Here’s what it would look like: Let’s say I’m a student at the University of Phoenix. I learn new skills and I can show off those skills through badges that verify them. My boss can see how I’m doing. I get a promotion. I continue, I learn more skills. My boss sees my progress and I get another promotion. Finally, I finish my degree. But I didn’t have to wait until this day to start reaping the rewards of my learning journey.
Woods said he used skills, taxonomies and frameworks to be able to assess strengths and gaps when someone steps into a new role. He said it helps people see that “they already have these skills to draw on, and they will have these deficits. This could lead to much more personalized training and development, and much faster and more affordable ways to prepare someone to succeed in a different role. The worker is more satisfied. Employers will be more satisfied.

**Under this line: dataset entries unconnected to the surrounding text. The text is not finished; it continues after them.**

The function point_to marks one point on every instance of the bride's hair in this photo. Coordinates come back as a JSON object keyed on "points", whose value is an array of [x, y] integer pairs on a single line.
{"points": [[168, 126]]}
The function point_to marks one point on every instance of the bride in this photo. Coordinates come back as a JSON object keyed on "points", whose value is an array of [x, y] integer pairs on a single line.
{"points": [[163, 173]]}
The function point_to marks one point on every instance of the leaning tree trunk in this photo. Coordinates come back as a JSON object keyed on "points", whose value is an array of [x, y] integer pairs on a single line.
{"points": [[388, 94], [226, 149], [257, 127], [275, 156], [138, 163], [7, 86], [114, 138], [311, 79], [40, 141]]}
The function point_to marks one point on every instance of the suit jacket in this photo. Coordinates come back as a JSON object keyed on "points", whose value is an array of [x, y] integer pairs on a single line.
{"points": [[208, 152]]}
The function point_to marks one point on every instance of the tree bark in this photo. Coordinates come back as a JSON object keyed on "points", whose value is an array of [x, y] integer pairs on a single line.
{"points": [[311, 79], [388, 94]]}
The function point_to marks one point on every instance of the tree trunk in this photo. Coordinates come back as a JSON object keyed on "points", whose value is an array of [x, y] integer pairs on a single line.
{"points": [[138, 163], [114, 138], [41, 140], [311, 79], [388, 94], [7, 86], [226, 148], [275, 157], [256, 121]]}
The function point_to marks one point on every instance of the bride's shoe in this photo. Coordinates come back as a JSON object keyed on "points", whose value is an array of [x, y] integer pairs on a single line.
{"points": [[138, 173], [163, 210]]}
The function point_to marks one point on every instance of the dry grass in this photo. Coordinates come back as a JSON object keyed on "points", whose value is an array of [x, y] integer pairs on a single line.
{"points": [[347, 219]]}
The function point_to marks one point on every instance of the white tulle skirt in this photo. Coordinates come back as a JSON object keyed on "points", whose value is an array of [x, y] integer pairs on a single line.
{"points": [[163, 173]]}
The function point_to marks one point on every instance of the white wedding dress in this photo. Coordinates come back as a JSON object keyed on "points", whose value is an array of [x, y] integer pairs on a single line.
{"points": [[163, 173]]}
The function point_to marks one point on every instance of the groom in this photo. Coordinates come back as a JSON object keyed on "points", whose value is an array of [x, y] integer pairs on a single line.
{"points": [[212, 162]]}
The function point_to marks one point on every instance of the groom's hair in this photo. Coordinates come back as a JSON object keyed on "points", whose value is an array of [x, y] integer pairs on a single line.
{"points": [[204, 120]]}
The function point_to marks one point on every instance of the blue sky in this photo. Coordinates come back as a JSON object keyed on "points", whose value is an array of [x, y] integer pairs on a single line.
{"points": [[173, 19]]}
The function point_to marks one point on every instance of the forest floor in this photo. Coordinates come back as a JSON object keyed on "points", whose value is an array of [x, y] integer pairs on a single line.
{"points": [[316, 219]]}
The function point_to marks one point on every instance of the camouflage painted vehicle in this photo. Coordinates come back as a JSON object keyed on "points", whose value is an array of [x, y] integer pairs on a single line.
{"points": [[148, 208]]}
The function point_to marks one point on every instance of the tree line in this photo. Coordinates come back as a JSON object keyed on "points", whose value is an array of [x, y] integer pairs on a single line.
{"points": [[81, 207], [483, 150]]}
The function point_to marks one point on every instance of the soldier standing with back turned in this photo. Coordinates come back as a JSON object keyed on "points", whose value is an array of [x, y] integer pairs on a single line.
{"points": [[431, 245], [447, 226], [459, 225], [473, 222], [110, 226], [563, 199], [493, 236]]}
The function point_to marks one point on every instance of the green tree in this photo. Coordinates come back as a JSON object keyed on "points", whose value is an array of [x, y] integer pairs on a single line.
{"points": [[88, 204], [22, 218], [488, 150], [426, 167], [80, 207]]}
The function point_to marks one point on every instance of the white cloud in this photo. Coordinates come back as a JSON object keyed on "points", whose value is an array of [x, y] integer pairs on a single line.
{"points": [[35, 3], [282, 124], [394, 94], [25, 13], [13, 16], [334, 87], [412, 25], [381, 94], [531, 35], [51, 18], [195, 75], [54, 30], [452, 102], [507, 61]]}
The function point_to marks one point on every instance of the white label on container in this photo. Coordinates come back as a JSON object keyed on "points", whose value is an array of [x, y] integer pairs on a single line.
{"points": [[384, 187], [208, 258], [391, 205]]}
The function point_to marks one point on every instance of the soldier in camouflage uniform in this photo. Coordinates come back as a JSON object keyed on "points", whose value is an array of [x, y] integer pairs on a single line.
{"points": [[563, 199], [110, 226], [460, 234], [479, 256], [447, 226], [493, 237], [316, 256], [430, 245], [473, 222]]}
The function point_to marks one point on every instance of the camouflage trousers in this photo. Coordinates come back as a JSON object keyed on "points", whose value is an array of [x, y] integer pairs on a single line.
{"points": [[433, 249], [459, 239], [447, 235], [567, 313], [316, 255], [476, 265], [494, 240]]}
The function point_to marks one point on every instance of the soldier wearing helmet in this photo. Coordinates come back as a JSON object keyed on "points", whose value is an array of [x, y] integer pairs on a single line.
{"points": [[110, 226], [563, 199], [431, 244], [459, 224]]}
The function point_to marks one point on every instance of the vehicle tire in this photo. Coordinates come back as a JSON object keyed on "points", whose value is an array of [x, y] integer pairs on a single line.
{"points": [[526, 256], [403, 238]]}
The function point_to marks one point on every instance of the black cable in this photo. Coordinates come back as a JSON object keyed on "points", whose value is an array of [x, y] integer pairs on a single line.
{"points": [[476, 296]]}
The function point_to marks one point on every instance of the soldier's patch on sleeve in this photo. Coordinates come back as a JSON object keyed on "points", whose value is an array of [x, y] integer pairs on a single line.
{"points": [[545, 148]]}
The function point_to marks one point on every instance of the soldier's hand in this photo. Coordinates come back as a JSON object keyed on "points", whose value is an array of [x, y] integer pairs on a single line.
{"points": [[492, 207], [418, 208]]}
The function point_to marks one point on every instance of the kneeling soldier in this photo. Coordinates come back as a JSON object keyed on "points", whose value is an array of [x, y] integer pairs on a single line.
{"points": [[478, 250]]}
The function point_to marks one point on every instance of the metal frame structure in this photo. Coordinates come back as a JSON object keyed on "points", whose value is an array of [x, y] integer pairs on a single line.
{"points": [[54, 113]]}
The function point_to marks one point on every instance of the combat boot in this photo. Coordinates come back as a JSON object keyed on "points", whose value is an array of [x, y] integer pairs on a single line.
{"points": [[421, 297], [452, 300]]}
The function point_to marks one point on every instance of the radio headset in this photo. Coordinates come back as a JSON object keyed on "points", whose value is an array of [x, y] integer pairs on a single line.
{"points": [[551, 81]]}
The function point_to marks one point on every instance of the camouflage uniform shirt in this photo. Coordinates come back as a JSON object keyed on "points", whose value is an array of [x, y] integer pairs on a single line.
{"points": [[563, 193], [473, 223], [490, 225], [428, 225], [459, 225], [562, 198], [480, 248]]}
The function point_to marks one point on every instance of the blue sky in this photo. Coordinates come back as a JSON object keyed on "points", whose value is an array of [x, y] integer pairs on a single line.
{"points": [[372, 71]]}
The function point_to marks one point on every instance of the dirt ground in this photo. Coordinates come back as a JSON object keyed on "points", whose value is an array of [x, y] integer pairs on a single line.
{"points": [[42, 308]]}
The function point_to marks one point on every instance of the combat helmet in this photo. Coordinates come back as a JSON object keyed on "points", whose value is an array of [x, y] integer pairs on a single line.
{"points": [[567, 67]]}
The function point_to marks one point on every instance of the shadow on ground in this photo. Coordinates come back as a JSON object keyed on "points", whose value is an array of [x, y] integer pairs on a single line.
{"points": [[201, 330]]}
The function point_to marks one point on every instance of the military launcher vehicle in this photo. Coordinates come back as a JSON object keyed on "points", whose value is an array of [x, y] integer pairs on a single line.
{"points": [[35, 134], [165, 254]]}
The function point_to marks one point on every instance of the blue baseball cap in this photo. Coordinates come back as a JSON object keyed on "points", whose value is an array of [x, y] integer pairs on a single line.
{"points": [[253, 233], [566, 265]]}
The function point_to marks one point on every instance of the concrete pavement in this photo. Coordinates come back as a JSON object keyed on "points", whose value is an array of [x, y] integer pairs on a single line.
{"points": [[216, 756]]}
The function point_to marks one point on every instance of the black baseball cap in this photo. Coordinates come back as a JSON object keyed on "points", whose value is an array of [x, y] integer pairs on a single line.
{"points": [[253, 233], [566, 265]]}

This addresses one of the biggest obstacles to developing leaders who know how to drive employee engagement and retention: we don’t know how to adapt the way we view people beyond our initial impressions or beyond of their current title or role. We have to learn to let people evolve and let our ideas about what they can contribute evolve. It’s an aspect of what I call releasing individuality.
Give your employees the opportunity to grow, make sure they know there’s room to grow, and give them ways to share in their growth – and then they could stay and grow with you.
Pre-order my new book, Unleashing Individuality: The Leadership Skill That Unlocks All Others.